2) Increase transparency and engage with local regulators, communities, and industry to minimize uncertainty.
2.1. Companies can increase corporate water disclosure. By disclosing and communicating their water use and management approach, companies can build trust with financial and river basin stakeholders as they investigate water risks and opportunities. Ongoing disclosure will reduce reputational risks.
2.2. Governments and companies can engage with local and regional industry, agriculture, and communities. Companies should closely collaborate with local government, industry, NGOs, and civil society to understand the hydrological conditions and regulatory frameworks within the river basin. This information allows for more accurate estimates of the cost, technology, and processes required to access water for shale development without displacing other users or degrading the environment.
3) Ensure adequate water governance to guarantee water security and reduce regulatory and reputational risks.
3.1. Companies can engage in public water policy. Adequate water governance and environmental protection standards, coupled with predictable implementation and effective enforcement, can minimize environmental degradation and ensure fair water allocation and pricing. A stable regulatory environment allows companies and investors to evaluate long-term opportunities and minimize business risks.
3.2. Governments and companies, through collective action, can develop source water protection and management plans. Governments and businesses in the early stages of developing shale resources have a unique opportunity to work collectively with key river basin stakeholders to develop source water protection and management plans that help reduce business risks; promote a shared water sourcing and recycling infrastructure; and improve the sustainable management of watersheds and aquifers.
4) Minimize freshwater use and engage in corporate water stewardship to reduce impacts on water availability.
4.1. Companies can minimize freshwater use.

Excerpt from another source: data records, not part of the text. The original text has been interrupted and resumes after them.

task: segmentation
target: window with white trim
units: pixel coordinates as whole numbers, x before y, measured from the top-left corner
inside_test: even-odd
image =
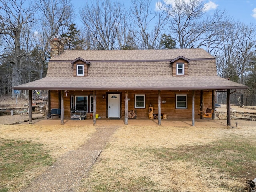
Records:
[[[78,95],[75,96],[75,104],[76,110],[84,110],[88,113],[88,96]]]
[[[176,95],[176,108],[187,108],[187,95]]]
[[[176,65],[176,75],[184,75],[184,63],[177,63]]]
[[[135,96],[135,106],[134,108],[137,109],[144,109],[145,105],[145,95],[136,94]]]
[[[84,65],[76,66],[76,75],[78,76],[84,76]]]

Using publicly available guidelines, companies can evaluate their potential for using non-freshwater sources and build a business case for investing in technology to recycle or reuse water, use brackish water, or otherwise significantly reduce freshwater withdrawals.

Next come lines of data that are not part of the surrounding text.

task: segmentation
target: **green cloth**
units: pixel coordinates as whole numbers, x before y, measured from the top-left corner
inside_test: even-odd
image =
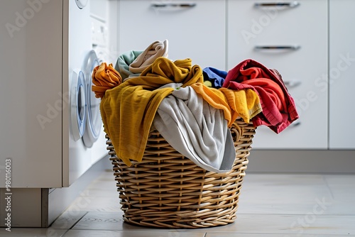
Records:
[[[131,50],[125,52],[119,56],[114,69],[119,72],[123,81],[125,81],[129,77],[139,76],[141,73],[133,73],[129,71],[129,65],[142,53],[143,51]]]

4.2. Companies can develop a water strategy and engage in corporate water stewardship. Companies should embed water management at the core of their business strategy to minimize exposure to risks and ensure long-term water availability for other users, the environment, and their own operations. Corporate water stewardship involves a progression of increasing improvements in water use and impact reductions across internal company operations and the rest of the value chain.